ちょうど子供たちも騒がしくなってきたので、一行はバルバドスを褒めそやそうとするのはやめて、部屋割りを決めることにした。
「取り敢えず、俺は奥に行くぜ。ここ、扉が大きくて使いやすそうだ」
「ヨハンはデカブツ、だもんね」
「うっせー」
「じゃあ私がその手前で、続いてレクリル、でいいかしら?」
「分かった」
レクリル達が部屋割りを終えると、バルバドスは子供たちに呼びかける。
「ほらお前ら、お客様が泊まってくれるってよ。請求しろ請求」
「お、おだ、お代をおねがいしましゅ」
少年が1人、トレイを掲げながら出てくる。
「はあい。じゃあ4人、ひとまず1泊!お願いしまーす!」
レクリルは笑顔で、トレイに銅貨を載せた。
少年はありがとうございます!と言うと、トレイを降ろし、銅貨を手に取った。
ほかの子供たちも、きゃっきゃっとはしゃいでいる。
「よし、お前ら解散!お客様の近くで騒ぐなよー?」
「「「はぁーい」」」
「そんじゃ、ごゆっくりー」
バルバドスは廊下を歩いて戻って行った。
レクリル達は体を休めるため、先程決めた部屋割り通り、各自部屋に入っていくのだった。
6
そして時刻は深い夜である。
子供たちは寝静まり、孤児院は静寂に包まれていた。
ベッドで横になったルヴィアは、夕食で出された野菜のスープが不思議なほど暖かな美味であったので、その美味しさを思い出していた。
こんなことを考えているのは、なぜだか寝付けず、やたらと目が冴えていたからだ。
転がっていても眠れないのでベッドから起き上がり、窓辺に近付く。
外を見ると、大きな月が1つ輝いていた。
「(何時もより明るくないわね)」
それは、裏町の明かりによるものだ。
地上の方が、空の月よりも輝いているから、その光が陰っているのである。
ルヴィアは景色を楽しみ、ぼーっと目線を街に投じた。
そうしていると、下の庭に誰かいることがわかった。
バルバドスである。
「(こんな時間になにしてるのかしら)」
気になって目で追っていると、彼は庭の地面にてをかけ、何かを引っ張りあげた。
それは、どうやら隠し扉のようだった。
「(…あんな所に…一体何…?)」
ルヴィアは腰に剣を吊るし、庭に降り立った。

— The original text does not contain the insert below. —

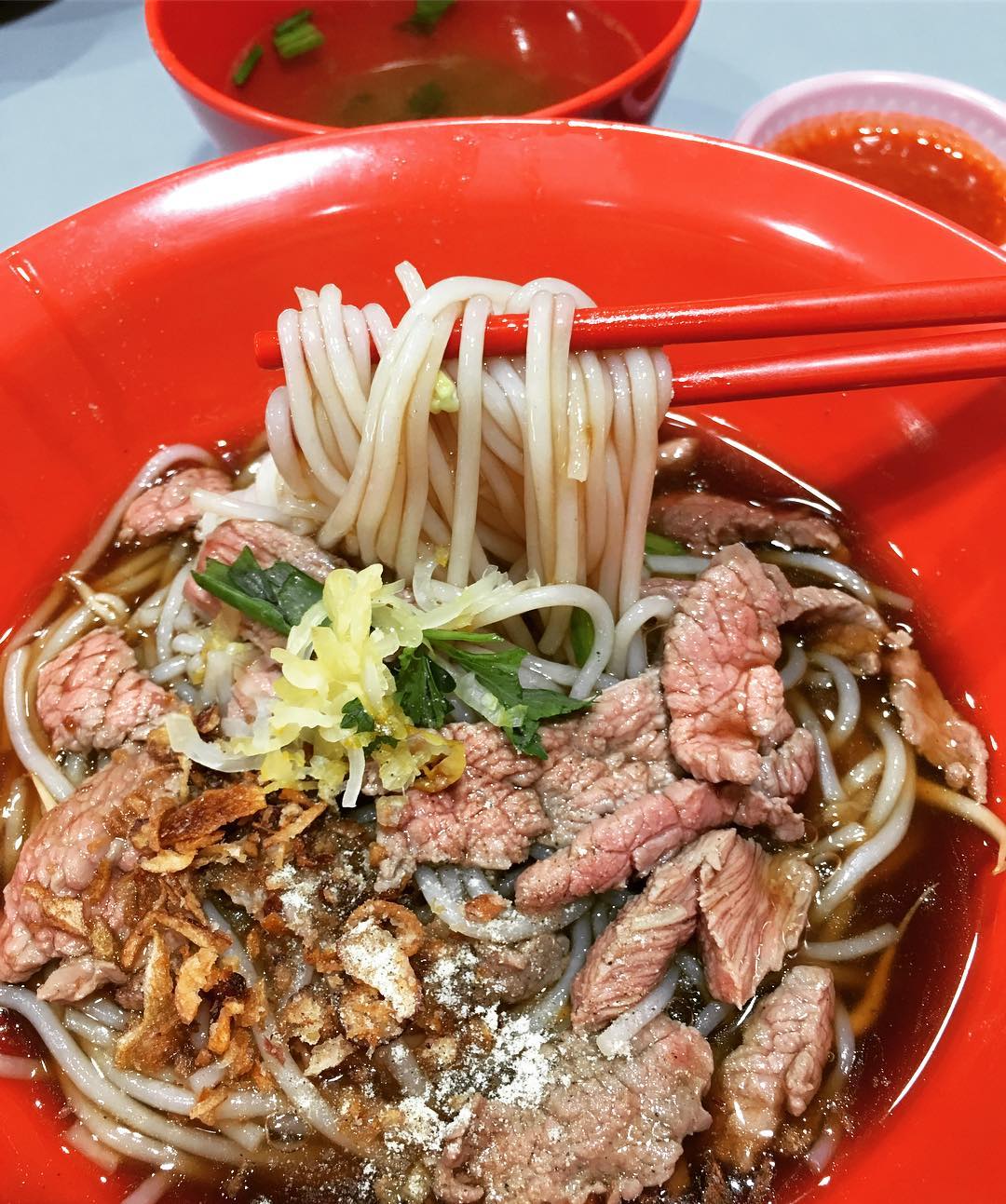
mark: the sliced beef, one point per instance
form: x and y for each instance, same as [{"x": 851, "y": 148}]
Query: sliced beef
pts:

既に閉じられたが、先程バルバドスが開けたあたりを探る。
「(あった…)」
そこには隠れた小さな取っ手があり、これを引っ張って持ち上げることで、この隠し扉を開けられるのだろう。
ルヴィアはその取っ手にてをかけ、逡巡する。
「(開けて大丈夫かしら…やっぱり、やめておいた方が…)」
こんな所に隠しているからには、隠し通しておきたいものなのだ。
バルバドスは悪人には見えない。
何かを隠していたとしても、それは犯罪にまつわることなどではないかもしれない。
それに、この隠し扉のことを、マザーモリザは知っているのだろうか。
ここは孤児院の土地の中なのだから、地下室があるなら彼女は知っているだろう。
そして彼女は聖職者だ。まさか犯罪を匿うことはあるまい。
ちなみに、モリザは聖光教ではなく、別の教会のシスターだ。
「(…そうね。やめておきましょう)」
ルヴィアはそこを調べるのはやめることにした。そもそも、そんなに気になるなら、バルバドスがいない時にでも入れば良い。
犯罪関係の可能性が低いなら、彼に直接聞いてしまうのも正解だろう。
ルヴィアは自室に戻り、何事も無かったかのように眠りについた。